Focus on cleaning up the data properly and you should get the correct results without the need of additional actions.
Here is the message I get if I do not round:
"FAIL: test_heat_map_values (test_module.HeatMapTestCase)
Traceback (most recent call last):
File “/home/runner/boilerplate-medical-data-visualizer/test_module.py”, line 47, in test_heat_map_values
self.assertEqual(actual, expected, “Expected differnt values in heat map.”)
AssertionError: Lists differ: [‘0.0025’, ‘0.0034’, ‘-0.018’, ‘0.00033’, ‘-0.[795 chars].14’] != [‘0.0’, ‘0.0’, ‘-0.0’, ‘0.0’, ‘-0.1’, ‘0.5’, ‘[612 chars]0.1’]
First differing element 0:
Diff is 2250 characters long. Set self.maxDiff to None to see it. : Expected differnt values in heat map."

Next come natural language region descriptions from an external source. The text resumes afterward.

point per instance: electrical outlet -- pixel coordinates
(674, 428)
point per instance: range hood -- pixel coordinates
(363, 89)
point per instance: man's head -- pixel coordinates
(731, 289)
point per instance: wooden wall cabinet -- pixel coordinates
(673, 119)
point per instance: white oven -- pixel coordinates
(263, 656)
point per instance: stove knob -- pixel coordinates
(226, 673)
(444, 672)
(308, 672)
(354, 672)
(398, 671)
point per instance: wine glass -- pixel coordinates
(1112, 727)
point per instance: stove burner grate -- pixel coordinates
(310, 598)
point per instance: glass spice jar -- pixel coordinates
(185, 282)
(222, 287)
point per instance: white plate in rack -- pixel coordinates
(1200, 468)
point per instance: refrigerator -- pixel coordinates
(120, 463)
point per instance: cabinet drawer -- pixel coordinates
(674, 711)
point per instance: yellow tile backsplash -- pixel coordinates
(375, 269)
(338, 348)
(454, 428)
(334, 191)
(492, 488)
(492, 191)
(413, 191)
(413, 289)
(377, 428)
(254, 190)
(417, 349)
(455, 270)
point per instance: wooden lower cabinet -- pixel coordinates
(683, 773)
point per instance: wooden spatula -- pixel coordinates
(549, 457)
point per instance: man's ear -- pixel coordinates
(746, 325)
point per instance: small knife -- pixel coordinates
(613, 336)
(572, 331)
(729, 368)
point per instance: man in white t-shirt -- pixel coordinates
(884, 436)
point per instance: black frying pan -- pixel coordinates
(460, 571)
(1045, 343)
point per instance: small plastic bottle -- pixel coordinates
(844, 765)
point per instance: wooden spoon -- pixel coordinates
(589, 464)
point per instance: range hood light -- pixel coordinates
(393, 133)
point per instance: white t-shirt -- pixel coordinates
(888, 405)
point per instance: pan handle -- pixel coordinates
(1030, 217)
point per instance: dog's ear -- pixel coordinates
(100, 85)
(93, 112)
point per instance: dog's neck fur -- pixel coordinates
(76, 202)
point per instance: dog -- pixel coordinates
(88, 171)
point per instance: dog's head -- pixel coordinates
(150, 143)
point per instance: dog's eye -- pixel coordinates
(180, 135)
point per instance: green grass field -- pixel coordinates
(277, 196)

That is why I thought I may need to round. I know how to round but I am not sure how I would change a "0’ to a “0.0”.
Nah, if numbers are different, the issue is somewhere else.
Kinda annoying how it always takes like 2mins to start my repl to test something…
But turns out the easy way is to add an argument to the heatmap
sns.heatmap(..., fmt='.1f') - this will format numbers as floats with one decimal.